J’ai décidé de changer complètement de vie il y a 10 ans. Cela n’a pas été simple. Après mon DESS en comptabilité-gestion, j’ai travaillé dans ce domaine pendant plusieurs années. J’avais « une vie stable » comme on dit. Mais j’ai voulu sauter le pas et m’adonner totalement à ma passion.

Votre prochain gros projet ?

Je prépare un one man show intitulé « Insolent de naissance »; il est en phase de mise en scène actuellement. Comme son nom l’indique, c’est un spectacle drôle et caustique dans lequel je dépeins la société gabonaise et africaine en général. Vous me verrez donc bientôt sur les planches.

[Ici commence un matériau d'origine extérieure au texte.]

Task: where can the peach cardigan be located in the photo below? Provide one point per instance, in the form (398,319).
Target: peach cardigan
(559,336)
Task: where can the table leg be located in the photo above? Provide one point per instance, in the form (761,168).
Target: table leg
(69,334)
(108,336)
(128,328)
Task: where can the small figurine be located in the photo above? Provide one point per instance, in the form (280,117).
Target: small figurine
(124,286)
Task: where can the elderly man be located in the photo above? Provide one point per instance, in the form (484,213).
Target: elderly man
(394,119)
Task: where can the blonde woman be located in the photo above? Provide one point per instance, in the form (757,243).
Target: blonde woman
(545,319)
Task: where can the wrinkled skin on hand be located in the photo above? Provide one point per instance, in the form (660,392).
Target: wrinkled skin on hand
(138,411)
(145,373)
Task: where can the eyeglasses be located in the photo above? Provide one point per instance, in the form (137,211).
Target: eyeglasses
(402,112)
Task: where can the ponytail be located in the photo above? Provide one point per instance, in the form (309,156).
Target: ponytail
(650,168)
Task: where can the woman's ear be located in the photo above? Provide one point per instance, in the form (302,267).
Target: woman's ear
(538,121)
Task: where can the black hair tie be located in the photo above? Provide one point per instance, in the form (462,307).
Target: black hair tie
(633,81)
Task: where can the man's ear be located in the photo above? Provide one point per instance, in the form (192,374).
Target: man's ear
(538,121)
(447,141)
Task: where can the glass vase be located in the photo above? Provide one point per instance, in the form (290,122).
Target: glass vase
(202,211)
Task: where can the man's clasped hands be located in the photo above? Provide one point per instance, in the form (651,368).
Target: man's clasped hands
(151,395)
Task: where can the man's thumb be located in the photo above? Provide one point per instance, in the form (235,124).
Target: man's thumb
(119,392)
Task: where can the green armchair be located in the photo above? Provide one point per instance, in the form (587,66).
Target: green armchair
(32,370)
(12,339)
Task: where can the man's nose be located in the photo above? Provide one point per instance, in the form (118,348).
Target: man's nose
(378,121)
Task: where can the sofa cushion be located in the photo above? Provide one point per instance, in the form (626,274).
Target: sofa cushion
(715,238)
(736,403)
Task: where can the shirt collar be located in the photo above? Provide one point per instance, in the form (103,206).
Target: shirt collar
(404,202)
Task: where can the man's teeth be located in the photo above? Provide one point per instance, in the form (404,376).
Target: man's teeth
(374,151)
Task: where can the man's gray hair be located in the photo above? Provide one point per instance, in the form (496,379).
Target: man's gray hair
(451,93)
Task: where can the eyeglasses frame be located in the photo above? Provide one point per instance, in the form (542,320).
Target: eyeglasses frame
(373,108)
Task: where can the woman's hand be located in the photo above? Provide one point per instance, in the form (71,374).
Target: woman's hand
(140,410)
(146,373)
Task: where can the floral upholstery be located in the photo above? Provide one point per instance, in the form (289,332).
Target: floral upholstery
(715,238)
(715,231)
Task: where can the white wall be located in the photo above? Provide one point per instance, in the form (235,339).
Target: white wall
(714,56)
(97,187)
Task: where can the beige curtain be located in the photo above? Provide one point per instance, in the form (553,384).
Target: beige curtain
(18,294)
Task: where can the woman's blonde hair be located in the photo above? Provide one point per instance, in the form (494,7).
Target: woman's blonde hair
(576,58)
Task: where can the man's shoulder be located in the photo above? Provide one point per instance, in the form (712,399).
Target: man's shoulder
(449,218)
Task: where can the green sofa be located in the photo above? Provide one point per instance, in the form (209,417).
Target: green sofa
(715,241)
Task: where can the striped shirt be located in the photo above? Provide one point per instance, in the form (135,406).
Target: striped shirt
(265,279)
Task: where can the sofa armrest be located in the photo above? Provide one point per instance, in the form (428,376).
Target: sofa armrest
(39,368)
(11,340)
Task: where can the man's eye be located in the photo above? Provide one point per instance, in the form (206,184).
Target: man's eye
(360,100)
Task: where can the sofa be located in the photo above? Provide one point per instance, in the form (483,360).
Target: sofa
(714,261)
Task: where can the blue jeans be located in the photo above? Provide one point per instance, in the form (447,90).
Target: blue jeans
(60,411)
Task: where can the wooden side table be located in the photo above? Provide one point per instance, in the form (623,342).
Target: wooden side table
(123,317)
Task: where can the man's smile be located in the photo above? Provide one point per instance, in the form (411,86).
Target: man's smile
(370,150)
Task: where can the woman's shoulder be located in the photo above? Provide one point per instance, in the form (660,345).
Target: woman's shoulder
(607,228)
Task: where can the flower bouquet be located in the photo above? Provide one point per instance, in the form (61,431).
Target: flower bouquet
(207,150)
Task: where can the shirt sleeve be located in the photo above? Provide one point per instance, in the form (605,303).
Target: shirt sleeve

Un mot sur l’état actuel du cinéma gabonais ?

Le cinéma gabonais a plus de 40 ans déjà; il est en train de faire sa crise de la quarantaine. Il va parfois dans tous les sens mais il reste un cinéma qui a un niveau honorable. Toutefois, il reste encore à structurer; pour cela nous devons nous en donner les moyens humains et financiers. Mais il faut aussi beaucoup de volonté. Je suis fan d’un bon nombre d’acteurs et d’actrices gabonais mais ils sont nombreux à se décourager parce qu’ils ne voient pas rapidement les fruits de leur travail. Ils rechignent à se former car ils considèrent que cela ne leur servira à rien.

Le Gabonais doit comprendre que le Cinéma est un secteur qui peut nous rapporter énormément d’argent, et nourrir des familles.
Donc, il faut le subventionner. Pas dans le sens d’une subvention de l’Etat, mais en participant activement à sa promotion et à son développement. Par exemple, en payant pour aller voir des films ou en les achetant. Cela contribuera à l’essor de notre cinéma.